The Design of Software (CLOSED)

A public forum for discussing the design of software, from the user interface to the code architecture. Now closed.

The "Design of Software" discussion group has been merged with the main Joel on Software discussion group.

The archives will remain online indefinitely.

Please Recommend: HTML Parsing Library

Does anyone know of a nice C++ HTML parsing library?  I am primarily interested in walking through a document and extracting information that might be contained in TABLE elements.  I don't particularly want to use the Microsoft DOM, although this is a Windows project.
Meganonymous Rex Send private email
Saturday, September 01, 2007
 
 
Problem is that you'll need something that'll correct HTML as it's read (lots of HTML isn't properly constructed, web browsers correct the parsed HTML before rendering).

Considered taking what you need out of mozilla?
Lally Singh Send private email
Saturday, September 01, 2007
 
 
Lally:
I think taking what I need out of mozilla would probably take as long as writing a simple thing myself.
Meganonymous Rex Send private email
Saturday, September 01, 2007
 
 
Extracting text contained in TABLE elements is not that difficult. Just use a regex library such as boost to find <TABLE>, <TR>, etc. This might give a few false positives, but I'm assuming your app doesn't need a perfect HTML parser.
Arun
Saturday, September 01, 2007
 
 
I don't think parsing HTML is a good use of Regex.  I could be wrong.

I can't recommend a specific library, but in the past I've found stuff on codeproject.com that was useful for one-off parsing projects.
Jason Send private email
Saturday, September 01, 2007
 
 
You could look at my product: CMarkup, written originally for XML but also works with HTML, including ill-formed HTML
http://firstobject.com/dn_markup.htm
Ben Bryant Send private email
Saturday, September 01, 2007
 
 
Oh, and here's the link to how CMarkup works with HTML:
http://www.firstobject.com/dn_markhtml.htm
Ben Bryant Send private email
Saturday, September 01, 2007
 
 
You can use regex to retrieve table elements. I have done that before.

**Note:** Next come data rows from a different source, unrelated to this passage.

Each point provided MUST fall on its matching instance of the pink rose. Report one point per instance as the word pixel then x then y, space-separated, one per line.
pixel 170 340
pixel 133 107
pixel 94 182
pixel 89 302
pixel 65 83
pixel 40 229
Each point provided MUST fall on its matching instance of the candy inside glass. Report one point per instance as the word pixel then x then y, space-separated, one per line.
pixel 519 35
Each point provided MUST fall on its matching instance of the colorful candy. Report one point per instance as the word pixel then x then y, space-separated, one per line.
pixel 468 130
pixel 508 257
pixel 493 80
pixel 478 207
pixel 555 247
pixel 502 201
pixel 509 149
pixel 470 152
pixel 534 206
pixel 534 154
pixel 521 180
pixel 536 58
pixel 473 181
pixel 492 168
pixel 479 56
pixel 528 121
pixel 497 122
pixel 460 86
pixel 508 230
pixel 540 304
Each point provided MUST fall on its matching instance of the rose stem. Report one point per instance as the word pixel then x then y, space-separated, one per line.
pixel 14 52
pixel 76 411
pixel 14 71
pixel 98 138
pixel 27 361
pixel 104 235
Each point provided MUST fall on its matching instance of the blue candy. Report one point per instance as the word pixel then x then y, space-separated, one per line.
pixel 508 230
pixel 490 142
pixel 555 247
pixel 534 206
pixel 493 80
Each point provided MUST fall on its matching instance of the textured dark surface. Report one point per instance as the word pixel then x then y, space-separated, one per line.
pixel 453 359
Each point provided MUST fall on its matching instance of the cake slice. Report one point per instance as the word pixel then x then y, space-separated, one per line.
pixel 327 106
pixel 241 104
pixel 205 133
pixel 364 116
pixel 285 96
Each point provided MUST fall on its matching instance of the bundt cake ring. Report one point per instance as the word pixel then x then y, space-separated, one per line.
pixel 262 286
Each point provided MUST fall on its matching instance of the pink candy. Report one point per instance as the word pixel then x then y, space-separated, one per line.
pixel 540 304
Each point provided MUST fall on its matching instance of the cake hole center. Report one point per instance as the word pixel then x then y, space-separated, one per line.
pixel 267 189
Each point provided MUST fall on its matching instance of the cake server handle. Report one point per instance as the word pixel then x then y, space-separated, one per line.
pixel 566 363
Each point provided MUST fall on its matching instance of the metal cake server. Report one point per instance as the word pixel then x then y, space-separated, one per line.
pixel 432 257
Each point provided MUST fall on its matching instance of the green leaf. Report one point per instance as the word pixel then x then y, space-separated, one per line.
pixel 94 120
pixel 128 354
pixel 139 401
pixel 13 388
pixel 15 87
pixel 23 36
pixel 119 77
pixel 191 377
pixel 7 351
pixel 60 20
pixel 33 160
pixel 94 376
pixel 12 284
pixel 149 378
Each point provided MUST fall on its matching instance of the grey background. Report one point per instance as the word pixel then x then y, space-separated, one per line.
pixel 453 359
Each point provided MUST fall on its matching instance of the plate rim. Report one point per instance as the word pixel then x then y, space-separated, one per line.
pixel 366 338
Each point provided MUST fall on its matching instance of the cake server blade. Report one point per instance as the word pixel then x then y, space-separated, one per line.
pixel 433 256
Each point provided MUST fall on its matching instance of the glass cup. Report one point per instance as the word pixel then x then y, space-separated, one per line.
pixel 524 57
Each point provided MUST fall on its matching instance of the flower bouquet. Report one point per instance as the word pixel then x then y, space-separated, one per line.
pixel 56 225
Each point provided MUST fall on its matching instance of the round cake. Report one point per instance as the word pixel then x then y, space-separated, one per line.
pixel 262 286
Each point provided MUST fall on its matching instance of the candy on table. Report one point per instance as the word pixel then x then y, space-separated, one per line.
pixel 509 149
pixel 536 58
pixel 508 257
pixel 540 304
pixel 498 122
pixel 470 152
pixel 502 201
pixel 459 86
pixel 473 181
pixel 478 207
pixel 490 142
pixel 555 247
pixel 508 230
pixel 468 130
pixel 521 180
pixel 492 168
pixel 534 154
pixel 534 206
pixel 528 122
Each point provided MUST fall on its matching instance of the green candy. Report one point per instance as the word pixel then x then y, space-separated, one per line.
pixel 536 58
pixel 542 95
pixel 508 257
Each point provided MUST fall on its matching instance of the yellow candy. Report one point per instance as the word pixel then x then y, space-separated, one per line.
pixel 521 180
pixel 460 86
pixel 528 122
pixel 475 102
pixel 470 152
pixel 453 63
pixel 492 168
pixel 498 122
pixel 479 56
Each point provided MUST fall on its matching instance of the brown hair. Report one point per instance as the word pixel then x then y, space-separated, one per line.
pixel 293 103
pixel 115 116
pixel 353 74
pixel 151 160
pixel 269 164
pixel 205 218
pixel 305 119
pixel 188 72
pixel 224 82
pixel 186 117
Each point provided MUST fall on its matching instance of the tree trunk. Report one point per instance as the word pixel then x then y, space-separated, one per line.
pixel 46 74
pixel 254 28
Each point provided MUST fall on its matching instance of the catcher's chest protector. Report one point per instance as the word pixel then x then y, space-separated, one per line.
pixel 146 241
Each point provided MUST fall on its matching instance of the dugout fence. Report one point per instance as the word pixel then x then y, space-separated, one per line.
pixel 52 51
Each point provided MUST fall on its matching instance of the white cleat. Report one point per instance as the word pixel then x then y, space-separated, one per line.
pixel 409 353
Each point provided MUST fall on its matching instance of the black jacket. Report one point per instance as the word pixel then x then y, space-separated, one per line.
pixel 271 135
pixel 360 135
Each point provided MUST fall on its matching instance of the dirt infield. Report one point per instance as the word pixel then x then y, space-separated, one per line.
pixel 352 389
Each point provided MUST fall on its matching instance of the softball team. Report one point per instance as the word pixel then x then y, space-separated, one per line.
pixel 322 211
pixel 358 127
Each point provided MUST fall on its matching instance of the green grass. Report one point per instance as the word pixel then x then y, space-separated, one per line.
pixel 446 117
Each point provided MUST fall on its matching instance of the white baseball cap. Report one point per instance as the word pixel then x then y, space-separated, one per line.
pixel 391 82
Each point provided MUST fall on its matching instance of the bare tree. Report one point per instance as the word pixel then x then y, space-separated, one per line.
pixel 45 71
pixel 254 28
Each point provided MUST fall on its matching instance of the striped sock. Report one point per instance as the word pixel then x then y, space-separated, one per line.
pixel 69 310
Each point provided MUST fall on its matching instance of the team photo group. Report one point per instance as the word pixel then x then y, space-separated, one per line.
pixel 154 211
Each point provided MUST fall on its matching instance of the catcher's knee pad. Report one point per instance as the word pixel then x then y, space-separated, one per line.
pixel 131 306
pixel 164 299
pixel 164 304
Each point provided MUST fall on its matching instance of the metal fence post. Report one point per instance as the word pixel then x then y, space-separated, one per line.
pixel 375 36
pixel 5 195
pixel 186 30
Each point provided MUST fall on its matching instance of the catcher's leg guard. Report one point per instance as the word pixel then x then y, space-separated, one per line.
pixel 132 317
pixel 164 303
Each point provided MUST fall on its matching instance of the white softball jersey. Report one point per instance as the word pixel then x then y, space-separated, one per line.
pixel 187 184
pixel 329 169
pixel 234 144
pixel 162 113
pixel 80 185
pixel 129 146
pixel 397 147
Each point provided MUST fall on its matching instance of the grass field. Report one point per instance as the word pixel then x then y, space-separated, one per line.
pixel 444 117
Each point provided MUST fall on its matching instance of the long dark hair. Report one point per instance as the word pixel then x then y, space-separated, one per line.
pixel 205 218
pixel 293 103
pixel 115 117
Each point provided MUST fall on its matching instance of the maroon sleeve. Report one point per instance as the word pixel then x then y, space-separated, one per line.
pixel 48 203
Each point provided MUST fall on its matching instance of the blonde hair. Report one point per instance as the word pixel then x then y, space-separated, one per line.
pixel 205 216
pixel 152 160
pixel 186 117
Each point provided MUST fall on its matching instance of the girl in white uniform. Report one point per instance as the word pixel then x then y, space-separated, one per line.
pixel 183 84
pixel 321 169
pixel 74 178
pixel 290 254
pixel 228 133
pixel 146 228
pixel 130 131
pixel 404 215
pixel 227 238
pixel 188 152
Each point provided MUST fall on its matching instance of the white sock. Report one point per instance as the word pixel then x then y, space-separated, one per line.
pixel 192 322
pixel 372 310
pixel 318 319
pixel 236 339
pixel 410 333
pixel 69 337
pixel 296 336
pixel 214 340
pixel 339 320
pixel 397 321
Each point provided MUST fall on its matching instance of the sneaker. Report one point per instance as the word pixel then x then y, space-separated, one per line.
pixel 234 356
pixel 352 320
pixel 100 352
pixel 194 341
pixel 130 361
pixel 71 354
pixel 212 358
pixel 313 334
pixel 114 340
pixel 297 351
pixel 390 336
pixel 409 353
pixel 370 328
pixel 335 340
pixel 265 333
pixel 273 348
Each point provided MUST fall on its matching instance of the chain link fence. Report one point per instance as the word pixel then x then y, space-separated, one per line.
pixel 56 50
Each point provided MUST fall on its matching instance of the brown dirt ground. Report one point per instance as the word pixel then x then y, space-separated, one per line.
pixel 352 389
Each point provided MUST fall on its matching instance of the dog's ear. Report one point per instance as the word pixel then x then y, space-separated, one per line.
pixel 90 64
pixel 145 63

If you need to parse messy HTMLs, you may consider using the IE engine (mshtml.dll). The DOM model is accessible from IHTMLDocument2 interface. It is a little bit tricky to retrieve the interface - you need to host the web browser control in a hidden window or calls IE automation in order to get it.
Glitch
Saturday, September 01, 2007
 
 
I needed one recently and just wrote my own, it isn't that difficult.
Tony Edgecombe Send private email
Sunday, September 02, 2007
 
 
I'm not sure what's worse, Tony - the fact that you reinvented the wheel, or the fact that you seem to be proud of the fact.  The likelihood that your homemade HTML parser is both correct and robust is vanishingly small, though I'm sure it works just fine on the tiny and non-representative sample of HTML that you've been testing it with.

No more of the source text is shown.